Monday, June 14, 2010

Australian Govt: "This is Not About Web Browser History"

Via -

The office of Attorney-General Robert McLelland today denied that a controversial data retention policy being considered by his department could see Australians' web browsing history tracked by internet service providers.

"This is not about web browser history," said McLelland's media liaison Adam Siddique in a brief telephone conversation. "It's purely about being able to identify and verify identities online," he added, linking the initiative to the ability for law enforcement to track criminals.

On Friday the Attorney-General's Department confirmed it had been examining the European Directive on Data Retention to consider whether it would be beneficial for Australia to adopt a similar regime. The directive requires telcos to record and retain data such as the source, destination and timing of all emails and telephone calls — even including internet telephony.
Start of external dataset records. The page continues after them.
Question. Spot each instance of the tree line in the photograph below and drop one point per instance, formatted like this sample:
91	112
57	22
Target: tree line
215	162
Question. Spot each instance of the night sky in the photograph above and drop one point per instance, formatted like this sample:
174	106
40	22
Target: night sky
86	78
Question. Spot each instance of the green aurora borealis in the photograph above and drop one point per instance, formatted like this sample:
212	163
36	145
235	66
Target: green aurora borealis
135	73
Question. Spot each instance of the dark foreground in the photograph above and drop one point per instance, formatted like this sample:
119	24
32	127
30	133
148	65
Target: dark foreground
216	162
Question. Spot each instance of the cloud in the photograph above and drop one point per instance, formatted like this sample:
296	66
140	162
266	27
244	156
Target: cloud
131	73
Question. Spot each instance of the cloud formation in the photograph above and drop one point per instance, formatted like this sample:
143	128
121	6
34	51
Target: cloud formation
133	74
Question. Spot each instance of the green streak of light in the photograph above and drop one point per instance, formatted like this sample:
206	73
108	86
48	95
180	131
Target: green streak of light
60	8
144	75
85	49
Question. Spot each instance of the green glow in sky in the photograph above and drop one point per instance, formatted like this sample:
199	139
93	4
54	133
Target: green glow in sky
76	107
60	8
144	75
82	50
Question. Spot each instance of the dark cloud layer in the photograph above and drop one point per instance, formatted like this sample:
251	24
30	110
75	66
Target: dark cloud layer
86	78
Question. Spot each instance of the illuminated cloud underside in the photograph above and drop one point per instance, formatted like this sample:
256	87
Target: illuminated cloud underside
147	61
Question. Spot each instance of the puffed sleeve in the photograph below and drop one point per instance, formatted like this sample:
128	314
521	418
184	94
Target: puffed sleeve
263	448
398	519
Siddique's statement contradicts claims by internet service (ISP) provider sources that the Australian version of the directive could extend as far as tracking the web browsing history of all Australians, with one of those sources telling ZDNet Australia that such a regime "would be scary and very expensive".
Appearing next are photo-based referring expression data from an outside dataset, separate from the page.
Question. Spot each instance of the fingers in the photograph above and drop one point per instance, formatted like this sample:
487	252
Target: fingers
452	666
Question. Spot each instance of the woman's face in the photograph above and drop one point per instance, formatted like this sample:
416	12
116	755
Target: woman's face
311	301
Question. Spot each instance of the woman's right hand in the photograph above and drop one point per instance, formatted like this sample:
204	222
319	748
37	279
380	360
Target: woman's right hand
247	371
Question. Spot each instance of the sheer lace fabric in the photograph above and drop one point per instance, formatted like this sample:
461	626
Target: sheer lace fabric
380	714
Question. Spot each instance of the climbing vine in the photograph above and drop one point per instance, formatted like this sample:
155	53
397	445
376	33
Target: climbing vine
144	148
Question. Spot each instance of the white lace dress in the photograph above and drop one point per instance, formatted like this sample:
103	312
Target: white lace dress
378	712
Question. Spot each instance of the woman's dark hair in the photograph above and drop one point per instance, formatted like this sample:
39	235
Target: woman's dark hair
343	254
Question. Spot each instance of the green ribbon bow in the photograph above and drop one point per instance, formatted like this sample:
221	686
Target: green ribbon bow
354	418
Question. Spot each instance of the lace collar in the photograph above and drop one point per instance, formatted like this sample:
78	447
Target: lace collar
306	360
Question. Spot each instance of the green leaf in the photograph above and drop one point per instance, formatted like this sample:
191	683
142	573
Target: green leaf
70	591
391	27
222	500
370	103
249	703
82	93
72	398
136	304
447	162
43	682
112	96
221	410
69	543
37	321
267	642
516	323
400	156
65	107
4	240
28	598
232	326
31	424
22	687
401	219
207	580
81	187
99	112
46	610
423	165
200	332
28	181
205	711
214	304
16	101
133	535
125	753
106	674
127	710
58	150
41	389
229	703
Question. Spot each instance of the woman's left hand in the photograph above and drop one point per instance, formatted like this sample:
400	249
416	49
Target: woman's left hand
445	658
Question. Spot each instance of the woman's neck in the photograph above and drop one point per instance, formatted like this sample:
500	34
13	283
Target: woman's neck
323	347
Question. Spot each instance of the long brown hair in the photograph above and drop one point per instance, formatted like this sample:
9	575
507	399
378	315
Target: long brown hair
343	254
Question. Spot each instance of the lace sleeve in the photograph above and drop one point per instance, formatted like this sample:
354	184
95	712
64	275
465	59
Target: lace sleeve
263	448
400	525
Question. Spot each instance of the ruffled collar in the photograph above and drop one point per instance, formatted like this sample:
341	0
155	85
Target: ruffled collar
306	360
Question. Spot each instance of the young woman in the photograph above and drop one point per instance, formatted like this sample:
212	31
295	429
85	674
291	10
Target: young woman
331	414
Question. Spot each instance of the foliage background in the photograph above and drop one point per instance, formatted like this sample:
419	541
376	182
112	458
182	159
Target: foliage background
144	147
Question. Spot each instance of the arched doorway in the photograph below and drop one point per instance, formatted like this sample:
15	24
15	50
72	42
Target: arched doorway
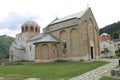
75	43
54	51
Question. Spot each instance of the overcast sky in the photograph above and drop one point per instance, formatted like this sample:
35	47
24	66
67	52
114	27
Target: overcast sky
13	13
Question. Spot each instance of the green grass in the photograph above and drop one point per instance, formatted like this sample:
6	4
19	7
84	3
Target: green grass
48	71
108	78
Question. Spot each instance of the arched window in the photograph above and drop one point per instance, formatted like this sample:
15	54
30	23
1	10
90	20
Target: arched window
23	29
26	29
64	45
35	29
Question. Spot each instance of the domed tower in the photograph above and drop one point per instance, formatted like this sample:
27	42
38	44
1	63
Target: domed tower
30	27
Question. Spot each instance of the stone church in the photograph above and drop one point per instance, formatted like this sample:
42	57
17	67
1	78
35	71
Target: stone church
72	38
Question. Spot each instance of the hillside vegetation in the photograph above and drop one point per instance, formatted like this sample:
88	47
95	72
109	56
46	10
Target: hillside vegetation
5	42
111	29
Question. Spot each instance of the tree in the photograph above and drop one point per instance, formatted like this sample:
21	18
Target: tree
115	36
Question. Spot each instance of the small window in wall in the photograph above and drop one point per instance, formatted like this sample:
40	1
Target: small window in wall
31	28
64	45
30	48
35	29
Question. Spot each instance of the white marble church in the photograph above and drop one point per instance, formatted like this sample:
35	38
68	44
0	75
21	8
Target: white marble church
74	37
22	48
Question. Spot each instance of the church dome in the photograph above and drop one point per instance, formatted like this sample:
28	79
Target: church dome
30	23
30	26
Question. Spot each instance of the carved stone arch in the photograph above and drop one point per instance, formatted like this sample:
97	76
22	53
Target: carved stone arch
63	35
45	51
91	29
74	36
54	51
84	29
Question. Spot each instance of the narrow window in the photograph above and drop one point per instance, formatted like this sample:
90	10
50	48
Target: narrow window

Another source said the regime being considered by the Australian Government could see data held for much longer than EU Directive time of 24 months — it would be more like five or ten years.

"We're talking browsing history and emails, way beyond what I would consider to be normal SMS, retaining full browsing history and everything," that source said.

However, Siddique declined to disclose further details of what the department was considering or when any public consultation on the matter might be held, directing further questions to the department, which has already declined to comment on more specific details of the consultation.